1712 год проходил в бесполезных стараниях Урбиха заключить оборонительный договор, нужда которого для России увеличилась с приходом неприятных вестей из Константинополя. В Россию доходили слухи, что препятствием к заключению союза может служить Урбих, которым недовольны в Вене. Поэтому туда был отправлен генерал-адъютант Нарышкин с наказом: «Быть ему вместе с Урбихом на конференциях с цесарскими министрами и смотреть накрепко, чтоб барон Урбих трудился по данной ему инструкции привести дело к окончанию». Если увидит он со стороны цесаря затруднения, также если недовольны будут, что переговоры о союзе ведутся посредством Урбиха, то он должен донести цесарю, чтоб изволил кого-нибудь прислать с полномочием к царю в Померанию.
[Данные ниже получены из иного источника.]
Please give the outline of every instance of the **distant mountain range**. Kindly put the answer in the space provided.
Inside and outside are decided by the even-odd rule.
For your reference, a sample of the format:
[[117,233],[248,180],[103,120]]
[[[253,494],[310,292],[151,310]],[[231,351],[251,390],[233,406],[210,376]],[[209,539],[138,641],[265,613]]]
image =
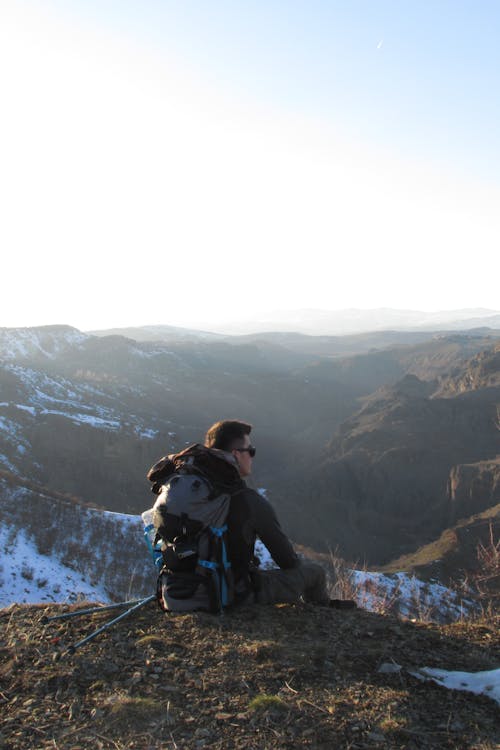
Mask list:
[[159,456],[239,417],[255,426],[256,485],[317,550],[389,563],[500,502],[500,330],[178,334],[0,329],[9,497],[32,483],[138,514]]
[[225,321],[191,328],[149,325],[89,331],[96,335],[120,334],[141,341],[181,338],[215,338],[217,335],[302,333],[312,336],[346,336],[373,331],[457,331],[471,328],[500,329],[500,311],[487,308],[423,312],[376,308],[361,310],[275,310],[248,320]]

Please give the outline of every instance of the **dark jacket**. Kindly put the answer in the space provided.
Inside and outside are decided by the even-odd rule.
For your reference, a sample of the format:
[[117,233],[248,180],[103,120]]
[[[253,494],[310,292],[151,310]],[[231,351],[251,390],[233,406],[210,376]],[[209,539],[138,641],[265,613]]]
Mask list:
[[162,483],[179,471],[189,459],[194,460],[194,466],[209,479],[217,492],[225,492],[231,496],[227,517],[228,556],[237,599],[245,598],[254,587],[252,577],[259,564],[254,554],[257,537],[280,568],[299,565],[299,559],[281,528],[272,505],[265,497],[246,486],[231,453],[196,444],[181,453],[164,456],[151,467],[147,475],[153,482],[153,491],[158,492]]
[[239,598],[253,588],[252,574],[258,568],[254,554],[257,537],[280,568],[294,568],[299,564],[274,508],[255,490],[245,487],[232,495],[227,525],[229,559]]

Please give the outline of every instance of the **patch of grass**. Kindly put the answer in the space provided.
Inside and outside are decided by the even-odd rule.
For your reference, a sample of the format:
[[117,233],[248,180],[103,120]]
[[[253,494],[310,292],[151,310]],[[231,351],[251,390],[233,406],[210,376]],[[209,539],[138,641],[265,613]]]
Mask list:
[[153,646],[154,648],[164,648],[165,641],[157,635],[144,635],[135,642],[136,646]]
[[275,641],[259,641],[244,648],[244,653],[257,662],[275,661],[279,659],[282,651],[281,645]]
[[408,726],[408,719],[404,716],[386,716],[379,721],[379,728],[382,732],[397,732],[398,729],[404,729]]
[[261,693],[252,698],[248,704],[249,711],[284,711],[286,709],[286,703],[282,700],[279,695],[267,695]]
[[158,719],[167,720],[167,709],[155,698],[119,696],[110,705],[109,718],[113,724],[135,726]]

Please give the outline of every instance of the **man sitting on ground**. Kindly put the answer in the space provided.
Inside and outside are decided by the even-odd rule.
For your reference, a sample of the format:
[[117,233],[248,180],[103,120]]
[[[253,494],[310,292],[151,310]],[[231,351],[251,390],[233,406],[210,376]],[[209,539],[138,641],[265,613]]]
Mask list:
[[[251,430],[246,422],[224,420],[216,422],[205,438],[207,448],[224,451],[227,460],[237,466],[242,480],[250,475],[256,452],[250,443]],[[236,602],[330,604],[324,569],[297,557],[269,501],[244,481],[242,489],[231,497],[227,525]],[[279,569],[259,570],[254,553],[257,537]],[[331,605],[336,606],[333,602]]]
В октябре цесарский посланник при русском дворе граф Вильчек на вопрос графа Головкина, какой он имеет от своего двора наказ для заключения союзного договора, отвечал, что если ему будут сделаны предложения от русского двора, то он обязан их выслушать и писать к своему двору. Если царское величество желает вести об этом переговоры, то лучше пусть пошлет своего министра к цесарскому величеству, и лучше было бы, если бы договор был заключен не с одним австрийским домом, а со всею империею; с Урбихом договариваться не будут, ибо хотя он цесарю и не противен, однако не согласен не только с австрийскими министрами, но и с министрами союзников царских. «Не думайте,- сказал на это Головкин,- что царское величество желает с вами оборонительного союза, опасаясь нового разрыва с Турциею; он желает только укрепить дружбу с цесарским величеством, потому что от турок нарушения мира ожидать нельзя; если же, сверх чаяния, турки введут в Польшу шведского короля с своими сильными войсками, то в таком случае не будет ли опасности и цесарю?» «Конечно, будет опасность такая же, как и царскому величеству,- отвечал Вильчек,- поэтому-то цесарь и склонен к заключению союза с Россиею, объявите только проект, на каких условиях его заключать». Через день после этого разговора Головкин объявил Вильчеку, что царское величество готов послать в Вену министра для переговоров о союзе, только теперь такого министра нет, и потому сообщается ему, Вильчеку, проект договора для отсылки к цесарю, и пусть цесарь пришлет к нему указ постановлять здесь, но не заключать, когда же будет здесь постановлено, тем временем государь отзовет министра от какого-нибудь двора и пошлет в Вену для заключения договора.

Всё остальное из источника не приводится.